Let me back up a bit, Faith's pain comes and goes and sometimes she seems just fine - her pain goes down to a 2, which is very bearable. We've been able to get out and do a few things, but most of the time she is just laying on the couch or in her bed at home and I think it's worse when she is just laying around, probably because she is able to be distracted from it for short periods of time when we get out. We actually went to a concert at Coors Field Friday night, to see the Lumineers, although I think it was way too much for her and she was really hurting once we got home. The weekend was pretty rough and I was debating on taking her to urgent care on Sunday, but managed to wait it out till Monday morning when I could start making phone calls. I started out just calling Dr. Gordon's office to follow up on getting her antibiotic refilled and was surprised when he answered the phone himself. At first I thought I called his cell phone, but he said no, he just was in the office and answered the phone. I really shouldn't be surprised, he's been one of the most accessible surgeons I've known since he first started treating Faith when she was 2. Anyway, I was able to talk to him some more about her pain and told him that we were out of the Oxycodone and I was really struggling with how to help her. He said they are unable to prescribe narcotics across state lines and so I would need to see if her pediatrician or someone here would be able to prescribe some more oxy for her. He said based on where she was feeling the pain (mostly around the jaw joint) that he felt like we are stretching her joint muscles and a lot of previous scar tissue and that is likely the cause of the pain. He's been looking at her xrays and hasn't seen anything concerning. So, based on that, I called her pediatrician and spoke with a nurse. She told me he was on vacation and that their office absolutely won't prescribe pain medications so it wouldn't help to bring her in to see another Dr in his absence. What frustrated me was more that they had no suggestions of who to take her to beyond just calling her surgeon which of course I'd already done. One of the things I've liked the best about her regular pediatrician has been that he's been very good at referring us to really great specialists like her Pulmonologist (Dr. Guarin) when she was still a baby.

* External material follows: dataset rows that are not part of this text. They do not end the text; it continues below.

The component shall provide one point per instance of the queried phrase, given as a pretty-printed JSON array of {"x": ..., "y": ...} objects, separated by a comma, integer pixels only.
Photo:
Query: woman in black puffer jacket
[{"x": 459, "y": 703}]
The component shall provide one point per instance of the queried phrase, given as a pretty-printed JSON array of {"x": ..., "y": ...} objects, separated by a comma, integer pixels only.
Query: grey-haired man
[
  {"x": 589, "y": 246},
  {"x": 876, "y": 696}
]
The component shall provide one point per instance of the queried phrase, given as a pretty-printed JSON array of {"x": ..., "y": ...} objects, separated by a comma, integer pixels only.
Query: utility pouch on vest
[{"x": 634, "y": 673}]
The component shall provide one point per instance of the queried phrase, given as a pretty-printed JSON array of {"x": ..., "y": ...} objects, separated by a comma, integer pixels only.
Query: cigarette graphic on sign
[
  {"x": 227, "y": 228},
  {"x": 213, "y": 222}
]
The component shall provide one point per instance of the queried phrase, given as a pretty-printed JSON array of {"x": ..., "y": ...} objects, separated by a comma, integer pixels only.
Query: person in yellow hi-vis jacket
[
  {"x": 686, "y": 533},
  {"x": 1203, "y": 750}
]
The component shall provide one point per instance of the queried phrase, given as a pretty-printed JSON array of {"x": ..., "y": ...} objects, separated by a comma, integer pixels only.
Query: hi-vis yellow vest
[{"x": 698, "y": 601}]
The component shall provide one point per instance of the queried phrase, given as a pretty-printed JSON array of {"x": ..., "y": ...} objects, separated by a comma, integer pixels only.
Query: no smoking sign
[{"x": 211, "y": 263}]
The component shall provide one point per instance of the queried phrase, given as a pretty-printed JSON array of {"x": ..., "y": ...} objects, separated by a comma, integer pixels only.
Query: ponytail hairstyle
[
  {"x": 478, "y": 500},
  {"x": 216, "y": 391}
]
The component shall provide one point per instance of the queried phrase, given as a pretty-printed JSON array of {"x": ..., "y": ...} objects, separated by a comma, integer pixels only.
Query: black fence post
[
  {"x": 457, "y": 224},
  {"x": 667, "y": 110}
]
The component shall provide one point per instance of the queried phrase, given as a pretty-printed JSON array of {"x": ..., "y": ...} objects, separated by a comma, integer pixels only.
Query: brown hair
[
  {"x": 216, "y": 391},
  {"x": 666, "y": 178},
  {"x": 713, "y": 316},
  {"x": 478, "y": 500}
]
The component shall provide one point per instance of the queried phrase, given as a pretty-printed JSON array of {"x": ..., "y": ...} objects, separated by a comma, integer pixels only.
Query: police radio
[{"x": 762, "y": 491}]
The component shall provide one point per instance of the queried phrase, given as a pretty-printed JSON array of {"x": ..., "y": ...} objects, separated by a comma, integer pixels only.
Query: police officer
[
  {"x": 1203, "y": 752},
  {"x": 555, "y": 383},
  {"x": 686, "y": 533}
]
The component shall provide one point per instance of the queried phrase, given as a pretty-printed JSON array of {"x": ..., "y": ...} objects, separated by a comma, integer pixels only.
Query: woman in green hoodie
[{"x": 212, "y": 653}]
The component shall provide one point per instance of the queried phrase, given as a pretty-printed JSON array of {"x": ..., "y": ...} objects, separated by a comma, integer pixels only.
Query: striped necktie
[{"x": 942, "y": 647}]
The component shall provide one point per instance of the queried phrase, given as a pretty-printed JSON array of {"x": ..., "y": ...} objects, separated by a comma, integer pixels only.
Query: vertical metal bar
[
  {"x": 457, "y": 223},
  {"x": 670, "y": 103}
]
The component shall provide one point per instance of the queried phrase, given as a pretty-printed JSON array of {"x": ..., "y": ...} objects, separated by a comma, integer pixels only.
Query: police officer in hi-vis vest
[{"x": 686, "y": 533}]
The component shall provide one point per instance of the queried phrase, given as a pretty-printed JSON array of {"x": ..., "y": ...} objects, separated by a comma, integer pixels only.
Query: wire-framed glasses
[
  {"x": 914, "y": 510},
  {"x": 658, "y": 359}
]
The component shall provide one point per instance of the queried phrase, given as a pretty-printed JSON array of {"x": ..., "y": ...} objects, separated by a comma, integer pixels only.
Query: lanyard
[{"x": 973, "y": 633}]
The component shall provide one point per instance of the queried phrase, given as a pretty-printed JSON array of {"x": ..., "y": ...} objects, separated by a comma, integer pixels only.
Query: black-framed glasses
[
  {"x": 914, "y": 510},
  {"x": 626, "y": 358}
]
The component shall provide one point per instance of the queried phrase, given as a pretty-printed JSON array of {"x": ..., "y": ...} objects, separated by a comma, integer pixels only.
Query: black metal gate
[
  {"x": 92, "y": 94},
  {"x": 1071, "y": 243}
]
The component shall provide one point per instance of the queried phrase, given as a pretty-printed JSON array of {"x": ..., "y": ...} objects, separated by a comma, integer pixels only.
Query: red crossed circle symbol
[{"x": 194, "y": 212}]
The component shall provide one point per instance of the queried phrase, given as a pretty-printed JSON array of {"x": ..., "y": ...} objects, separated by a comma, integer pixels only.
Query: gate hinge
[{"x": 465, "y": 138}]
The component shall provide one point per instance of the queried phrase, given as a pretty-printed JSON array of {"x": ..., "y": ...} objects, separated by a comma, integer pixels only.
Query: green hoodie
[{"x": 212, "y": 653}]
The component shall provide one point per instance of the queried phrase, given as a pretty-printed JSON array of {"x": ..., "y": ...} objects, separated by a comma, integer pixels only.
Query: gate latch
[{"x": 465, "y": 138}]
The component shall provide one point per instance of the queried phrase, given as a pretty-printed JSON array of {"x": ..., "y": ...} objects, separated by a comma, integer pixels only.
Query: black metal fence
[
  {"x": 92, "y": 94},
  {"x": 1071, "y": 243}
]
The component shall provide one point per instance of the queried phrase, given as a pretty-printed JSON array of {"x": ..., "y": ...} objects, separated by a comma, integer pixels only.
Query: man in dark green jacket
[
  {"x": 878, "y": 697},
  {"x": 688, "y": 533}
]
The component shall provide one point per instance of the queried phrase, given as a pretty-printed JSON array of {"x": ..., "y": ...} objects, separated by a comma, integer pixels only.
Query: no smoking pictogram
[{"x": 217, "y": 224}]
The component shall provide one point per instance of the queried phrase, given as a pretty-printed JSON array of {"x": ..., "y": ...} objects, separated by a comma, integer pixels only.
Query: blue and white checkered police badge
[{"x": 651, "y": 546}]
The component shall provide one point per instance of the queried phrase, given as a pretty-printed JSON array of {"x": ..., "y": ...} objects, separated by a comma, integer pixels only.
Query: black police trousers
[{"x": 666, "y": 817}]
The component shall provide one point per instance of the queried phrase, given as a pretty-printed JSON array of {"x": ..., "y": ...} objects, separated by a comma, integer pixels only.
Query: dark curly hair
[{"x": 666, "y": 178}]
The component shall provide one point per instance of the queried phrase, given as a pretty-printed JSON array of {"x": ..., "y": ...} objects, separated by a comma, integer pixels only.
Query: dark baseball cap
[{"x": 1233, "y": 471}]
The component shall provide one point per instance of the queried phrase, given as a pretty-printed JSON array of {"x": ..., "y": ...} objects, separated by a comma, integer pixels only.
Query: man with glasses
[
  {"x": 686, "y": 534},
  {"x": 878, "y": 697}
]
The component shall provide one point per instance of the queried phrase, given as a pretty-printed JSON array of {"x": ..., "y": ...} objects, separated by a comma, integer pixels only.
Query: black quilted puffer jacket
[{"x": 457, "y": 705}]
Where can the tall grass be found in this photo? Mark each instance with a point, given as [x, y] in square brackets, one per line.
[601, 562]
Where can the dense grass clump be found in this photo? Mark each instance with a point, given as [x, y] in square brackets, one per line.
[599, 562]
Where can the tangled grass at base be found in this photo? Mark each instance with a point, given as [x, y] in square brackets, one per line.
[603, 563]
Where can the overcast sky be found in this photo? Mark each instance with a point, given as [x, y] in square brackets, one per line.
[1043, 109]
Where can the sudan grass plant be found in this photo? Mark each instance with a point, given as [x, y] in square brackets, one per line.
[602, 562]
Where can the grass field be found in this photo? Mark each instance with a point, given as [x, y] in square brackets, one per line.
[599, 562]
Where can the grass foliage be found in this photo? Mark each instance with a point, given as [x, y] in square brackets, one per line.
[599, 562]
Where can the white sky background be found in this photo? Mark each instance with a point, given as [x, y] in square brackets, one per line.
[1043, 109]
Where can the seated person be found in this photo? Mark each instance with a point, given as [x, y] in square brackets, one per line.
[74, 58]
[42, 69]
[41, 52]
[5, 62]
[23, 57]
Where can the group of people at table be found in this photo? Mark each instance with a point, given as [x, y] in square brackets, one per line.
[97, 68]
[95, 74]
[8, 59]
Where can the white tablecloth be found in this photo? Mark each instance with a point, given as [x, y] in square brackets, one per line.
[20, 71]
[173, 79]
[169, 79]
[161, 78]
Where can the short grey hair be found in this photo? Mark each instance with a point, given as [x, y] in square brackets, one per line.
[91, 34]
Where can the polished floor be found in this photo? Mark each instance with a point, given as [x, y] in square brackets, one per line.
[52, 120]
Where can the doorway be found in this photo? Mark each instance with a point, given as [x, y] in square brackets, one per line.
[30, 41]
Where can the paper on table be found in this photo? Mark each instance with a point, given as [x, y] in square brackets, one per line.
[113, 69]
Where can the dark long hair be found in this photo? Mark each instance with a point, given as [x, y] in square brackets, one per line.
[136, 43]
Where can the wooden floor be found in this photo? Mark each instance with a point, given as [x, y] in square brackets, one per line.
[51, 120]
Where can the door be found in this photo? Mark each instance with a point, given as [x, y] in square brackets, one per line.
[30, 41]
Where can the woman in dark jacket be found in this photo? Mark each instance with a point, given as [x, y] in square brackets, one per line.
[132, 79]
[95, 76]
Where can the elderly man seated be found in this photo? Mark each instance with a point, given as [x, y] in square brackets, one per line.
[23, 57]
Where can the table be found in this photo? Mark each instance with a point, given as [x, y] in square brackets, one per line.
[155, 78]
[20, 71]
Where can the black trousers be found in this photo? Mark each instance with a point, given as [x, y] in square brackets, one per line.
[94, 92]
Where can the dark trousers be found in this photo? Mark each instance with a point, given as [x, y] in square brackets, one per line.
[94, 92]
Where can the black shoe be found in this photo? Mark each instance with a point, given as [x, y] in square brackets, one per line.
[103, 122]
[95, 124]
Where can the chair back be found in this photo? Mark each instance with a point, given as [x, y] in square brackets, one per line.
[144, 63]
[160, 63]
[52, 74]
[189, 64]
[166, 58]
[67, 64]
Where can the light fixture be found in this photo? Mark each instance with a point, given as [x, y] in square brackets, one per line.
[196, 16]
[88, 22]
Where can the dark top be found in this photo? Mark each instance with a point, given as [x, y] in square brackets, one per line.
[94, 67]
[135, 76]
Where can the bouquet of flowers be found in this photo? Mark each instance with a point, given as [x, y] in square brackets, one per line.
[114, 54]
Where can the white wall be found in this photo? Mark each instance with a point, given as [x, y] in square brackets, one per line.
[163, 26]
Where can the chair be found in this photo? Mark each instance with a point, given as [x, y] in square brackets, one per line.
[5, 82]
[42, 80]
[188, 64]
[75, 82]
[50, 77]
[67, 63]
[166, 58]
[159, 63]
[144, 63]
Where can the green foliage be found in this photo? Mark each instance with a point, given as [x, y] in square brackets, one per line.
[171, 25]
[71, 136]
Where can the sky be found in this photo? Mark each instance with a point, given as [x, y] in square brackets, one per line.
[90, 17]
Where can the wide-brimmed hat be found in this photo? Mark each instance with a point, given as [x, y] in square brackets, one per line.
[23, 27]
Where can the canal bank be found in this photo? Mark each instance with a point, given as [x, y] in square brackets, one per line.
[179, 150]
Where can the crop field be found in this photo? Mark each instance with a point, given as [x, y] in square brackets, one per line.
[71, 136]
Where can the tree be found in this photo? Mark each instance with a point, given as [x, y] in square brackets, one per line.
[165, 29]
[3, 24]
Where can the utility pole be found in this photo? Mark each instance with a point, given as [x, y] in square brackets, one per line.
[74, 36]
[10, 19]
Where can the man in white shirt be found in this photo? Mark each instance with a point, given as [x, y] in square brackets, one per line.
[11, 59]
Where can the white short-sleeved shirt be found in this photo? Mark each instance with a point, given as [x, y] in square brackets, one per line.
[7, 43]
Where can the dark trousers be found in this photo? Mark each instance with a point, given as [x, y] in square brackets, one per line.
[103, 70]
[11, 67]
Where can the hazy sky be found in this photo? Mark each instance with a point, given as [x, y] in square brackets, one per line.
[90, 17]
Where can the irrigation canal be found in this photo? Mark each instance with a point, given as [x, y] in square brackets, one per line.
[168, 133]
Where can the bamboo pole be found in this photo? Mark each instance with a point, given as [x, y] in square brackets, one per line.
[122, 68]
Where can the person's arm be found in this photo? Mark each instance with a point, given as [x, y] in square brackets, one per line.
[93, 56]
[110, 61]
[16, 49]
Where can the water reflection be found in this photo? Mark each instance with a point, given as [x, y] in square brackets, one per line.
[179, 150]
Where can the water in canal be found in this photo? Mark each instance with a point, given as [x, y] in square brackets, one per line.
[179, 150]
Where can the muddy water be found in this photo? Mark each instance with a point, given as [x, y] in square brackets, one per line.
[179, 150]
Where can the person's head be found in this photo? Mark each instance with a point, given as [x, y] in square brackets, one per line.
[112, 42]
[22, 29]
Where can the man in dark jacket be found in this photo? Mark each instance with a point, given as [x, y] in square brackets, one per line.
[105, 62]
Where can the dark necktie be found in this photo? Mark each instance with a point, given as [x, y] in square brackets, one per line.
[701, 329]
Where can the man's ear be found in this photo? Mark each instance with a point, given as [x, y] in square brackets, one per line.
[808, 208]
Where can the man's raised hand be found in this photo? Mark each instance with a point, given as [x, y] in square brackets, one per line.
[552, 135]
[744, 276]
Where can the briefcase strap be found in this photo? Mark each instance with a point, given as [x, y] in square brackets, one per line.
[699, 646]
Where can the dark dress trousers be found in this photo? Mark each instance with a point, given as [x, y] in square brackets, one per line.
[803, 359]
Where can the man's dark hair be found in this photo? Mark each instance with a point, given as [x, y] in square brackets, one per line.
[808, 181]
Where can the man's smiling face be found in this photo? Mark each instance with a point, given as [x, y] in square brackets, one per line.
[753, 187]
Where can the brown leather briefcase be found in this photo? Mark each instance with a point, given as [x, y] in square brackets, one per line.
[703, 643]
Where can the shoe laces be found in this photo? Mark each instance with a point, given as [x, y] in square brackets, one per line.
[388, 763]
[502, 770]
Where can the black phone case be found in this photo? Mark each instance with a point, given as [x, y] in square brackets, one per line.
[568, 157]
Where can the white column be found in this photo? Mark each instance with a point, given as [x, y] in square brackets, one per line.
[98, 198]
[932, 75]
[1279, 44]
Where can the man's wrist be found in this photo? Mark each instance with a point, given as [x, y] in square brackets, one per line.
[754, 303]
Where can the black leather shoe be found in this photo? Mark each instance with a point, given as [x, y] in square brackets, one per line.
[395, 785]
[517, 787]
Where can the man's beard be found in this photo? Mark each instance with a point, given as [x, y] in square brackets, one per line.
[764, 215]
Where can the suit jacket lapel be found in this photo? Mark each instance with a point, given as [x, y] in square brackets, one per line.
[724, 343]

So, on to the ENT, I called them, and basically got the same response - her regular ENT was out and they didn't think they were the ones to help, even though they are the ones following her airway and trach management. So I said we already had an audiology appointment at 2 pm and I would just take her to urgent care there at Children's when we're done. They agreed and thought that would be the best option and I thought they were asking me a bunch of details to call ahead to the ER to let them know we were coming. At 2 we went to her audiology appointment to get her new BAHAs (Bone Anchored Hearing Aids) which was a struggle for her but we got through that appointment and the audiologist was wonderful. From there we headed downstairs to do her weekly xray, and were told they did not have a standing order for her. This happened the week before, so I explained it again and asked them to double check and they said they did and there wasn't anything in the system. I was started to feel really frustrated at this point and said fine, whatever, we'll just go to the ER and they will order the xray.
So we go to the ER/Urgent Care and after a bit get in (the ENT's office had not called ahead with any of the information they asked me for) and get seen by the ER doc who begins to tell me all the same things - ER docs don't prescribe pain meds unless it's for an acute incident and it really should be her surgeon, which by now was after hours back in Dayton - so I thought we hit another dead-end and I was really just holding back tears at that point. After a little pep talk I managed to pull myself together again and then an xray tech walked in and took us to get the xray (above) and then we went back to the ER and a nurse walked in with our discharge papers and said they had called in a very small prescription of oxy to our local pharmacy and had called the ENT's office to follow up with us in morning. So, in the end, the ER doc was very helpful, I just didn't really know that's what he was doing!
Struggling through the pain in the hospital waiting area
All of that drama yesterday, just to get home last night, give her the regular Motrin doses, feed her, do her pin turns, get her to bed, give the oxy, just to have her still be in extreme pain and wake up this morning with her pain at a 10, was very disappointing. The ENT's office did call me this morning and they said another ENT could see us, but they suggested that maybe the pain clinic would be a better option, which I agreed completely. They transferred me to them and I had to leave a message and now I'm waiting for a call back. In the meantime, Dave referred us to a massage therapist and she is giving Faith her very first massage as I'm typing this. Sami suggested trying some CBD lotion to help with the pain. I've used CBD lotion before when I was recovering from my achilles heal injury and I know it works really well as an anti-inflammatory, so it makes sense to give it a try - really just using it on Faith's neck and back, not on her face.
Many hours later...
Faith seemed to enjoy the massage quite a bit and then I got to have one too - wow, I needed that!!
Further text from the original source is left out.